For Eliot, Donne and his contemporaries could “feel their thought as immediately as the odour of a rose,” meaning that their intellectual ideas and emotional intensity were fused. Donne unites intellect and passion in lines where wit and emotion merge for example:

“We can die by it, if not live by love, / And if unfit for tombs and hearse / Our legend be, it will be fit for verse.”

This shows how poetry transcends mortality, fusing intense passion with intellectual conceits.


Conclusion : 

John Donne’s The Canonization is a remarkable example of metaphysical poetry that fuses wit, intellect, and passion. Through paradox and conceit, Donne elevates a personal experience of love into a universal truth.

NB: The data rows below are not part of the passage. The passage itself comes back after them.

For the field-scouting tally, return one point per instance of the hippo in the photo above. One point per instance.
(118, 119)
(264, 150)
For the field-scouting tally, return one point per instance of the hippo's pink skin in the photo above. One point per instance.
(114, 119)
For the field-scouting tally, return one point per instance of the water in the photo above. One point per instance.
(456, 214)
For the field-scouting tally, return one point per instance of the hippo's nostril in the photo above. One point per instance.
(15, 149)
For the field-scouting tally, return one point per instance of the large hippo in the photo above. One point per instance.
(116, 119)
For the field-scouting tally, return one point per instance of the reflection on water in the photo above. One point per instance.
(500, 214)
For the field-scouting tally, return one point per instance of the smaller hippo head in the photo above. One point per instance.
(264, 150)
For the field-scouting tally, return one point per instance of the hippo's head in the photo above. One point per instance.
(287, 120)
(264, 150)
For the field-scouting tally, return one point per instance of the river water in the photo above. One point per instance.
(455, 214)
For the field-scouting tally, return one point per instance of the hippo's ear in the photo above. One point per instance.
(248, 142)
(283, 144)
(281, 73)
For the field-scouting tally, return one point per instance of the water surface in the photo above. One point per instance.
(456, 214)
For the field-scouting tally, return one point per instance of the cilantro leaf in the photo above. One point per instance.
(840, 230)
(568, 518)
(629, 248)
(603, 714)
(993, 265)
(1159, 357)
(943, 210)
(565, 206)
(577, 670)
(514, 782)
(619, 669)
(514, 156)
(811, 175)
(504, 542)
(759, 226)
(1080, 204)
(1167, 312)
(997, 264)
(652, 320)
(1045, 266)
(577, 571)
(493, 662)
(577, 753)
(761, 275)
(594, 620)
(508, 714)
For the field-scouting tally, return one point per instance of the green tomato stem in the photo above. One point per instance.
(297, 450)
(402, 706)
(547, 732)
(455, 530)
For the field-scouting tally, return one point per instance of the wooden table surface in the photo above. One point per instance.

The poem shows how true love transcends the ordinary world of wealth, politics, and ambition, and instead creates its own sacred space. Donne presents love as a spiritual experience so intense, so complete, that it deserves the reverence given to saints.


Thinking Activity Task: The Canonization and Our Lives : 

1. Donne equates love to sainthood. In your day-to-day life, what do people treat as “sacred” or most important? (For example: friendship, family, career, or even mobile phones/social media). Compare this with Donne’s idea of lovers being canonized. How similar or different is our modern sense of “sacred”?

2. Donne dismisses wealth, politics, and business in favor of love. In your own life or people around you, do you see examples where relationships are valued over money or success or vice versa? Compare with Donne’s claim that love outlasts worldly recognition.

3. Donne believes his poetry will immortalize his love. Today, people use Instagram, music, films, or writing to “immortalize” moments and emotions. Can you think of a post, song, or movie that has kept love or memory alive for people? Compare this with Donne’s use of poetry.

Works Cited : 

Donne, John. “The Canonization.” Poetry Foundation, https://www.poetryfoundation.org/poems/44118/the-canonization.

Eliot, T. S. “The Metaphysical Poets.” Selected Essays. Faber & Faber, 1932.

    Johnson, Samuel. Lives of the English Poets. 1779–81.